Phytoplankton dynamics are central to the productivity of marine ecosystems. The species composition of major bloom events determines how much phytoplankton-derived organic carbon is available to higher trophic levels, recycled in the microbial loop, or exported. Hence, changing bloom dynamics have downstream effects on ecosystem functioning and biogeochemical cycling. In the coastal Massachusetts Bay System, including Cape Cod Bay, strong spring diatom blooms have historically supported the higher trophic levels that fuel the vibrant blue economy in the region. Through the Massachusetts Water Resources Authority (MWRA)’s long term monitoring in the region, it has become apparent that major changes in spring bloom timing and composition are underway: the haptophyte Phaeocystis pouchetii has emerged as a dominant contributor to spring bloom biomass, and in 2023, the traditional spring bloom was supplanted by a high-biomass dinoflagellate (Tripos muelleri) bloom that led to early-season benthic hypoxia and anoxia that persisted throughout the summer. In a collaborative effort between Dr. Amy Costa at the Center for Coastal Studies Province Town and Arianna Krinos, Harriet Alexander, and Mak Saito at the Woods Hole Oceanographic Institution, we augmented the last three years of the MWRA time series with whole community meta-omics (i.e., 16S rRNA metabarcoding, metatranscriptomics, and metaproteomics), allowing comprehensive taxonomy and the realized physiological state of different microbes to be directly evaluated across seasonal and annual cycles. Together, these diagnostic ’omics data will shed light on the molecular mechanisms that favor the increasing emergence of Phaeocystis and dinoflagellate blooms in Massachusett’s coastal ecosystems, as well as on how plankton communities respond to marine heatwaves and changing climate patterns.

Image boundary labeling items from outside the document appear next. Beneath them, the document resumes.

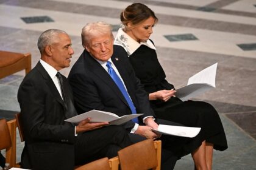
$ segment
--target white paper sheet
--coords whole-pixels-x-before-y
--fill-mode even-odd
[[[212,88],[215,88],[218,63],[197,73],[188,79],[187,86],[176,89],[175,95],[186,101]]]
[[[159,124],[158,129],[152,130],[161,134],[193,138],[201,130],[201,127]]]
[[[89,112],[66,119],[65,121],[76,124],[88,117],[90,117],[90,122],[92,123],[107,121],[110,123],[110,125],[121,124],[141,115],[143,114],[131,114],[119,117],[117,115],[113,113],[97,110],[92,110]]]

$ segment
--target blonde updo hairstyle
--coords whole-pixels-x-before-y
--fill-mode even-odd
[[[156,24],[158,19],[151,8],[141,3],[133,3],[121,13],[120,20],[123,29],[128,30],[135,27],[151,16],[155,19]],[[132,27],[127,27],[129,22],[132,23]]]

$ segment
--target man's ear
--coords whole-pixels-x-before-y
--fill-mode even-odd
[[[129,28],[130,28],[132,26],[132,24],[131,22],[129,22],[127,23],[127,29],[129,29]]]
[[[45,53],[47,54],[47,55],[48,55],[48,56],[52,56],[52,47],[51,47],[51,46],[48,45],[48,46],[45,46],[44,51],[45,51]]]
[[[84,45],[84,47],[85,47],[85,49],[86,49],[86,50],[90,53],[91,50],[90,50],[90,48],[89,48],[89,47],[88,46],[88,44]]]

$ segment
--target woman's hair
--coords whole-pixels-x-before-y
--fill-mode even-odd
[[[128,22],[130,22],[135,27],[151,16],[155,19],[155,23],[157,22],[158,19],[151,8],[144,4],[134,3],[127,7],[121,13],[120,19],[125,29],[127,29]]]
[[[82,44],[84,47],[85,44],[88,43],[92,37],[109,33],[113,38],[112,27],[105,22],[96,22],[87,23],[82,29],[81,38]]]

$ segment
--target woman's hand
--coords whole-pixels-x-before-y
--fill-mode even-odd
[[[176,92],[174,89],[171,90],[162,90],[149,94],[149,100],[161,100],[164,101],[168,101],[172,96],[175,97]]]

Left: Out sampling in Cape Cod Bay with the Center for Coastal Studies Provincetown; Center: Primary sampling sites for the project in Cape Cod Bay. These sites are a subset of the full MWRA monitoring program. CCB - Cape Cod Bay, SBNMS - Stellwagen Bank National Marine Sanctuary; Right: A Phaeocystis pouchetii colony isolated from Cape Cod Bay water.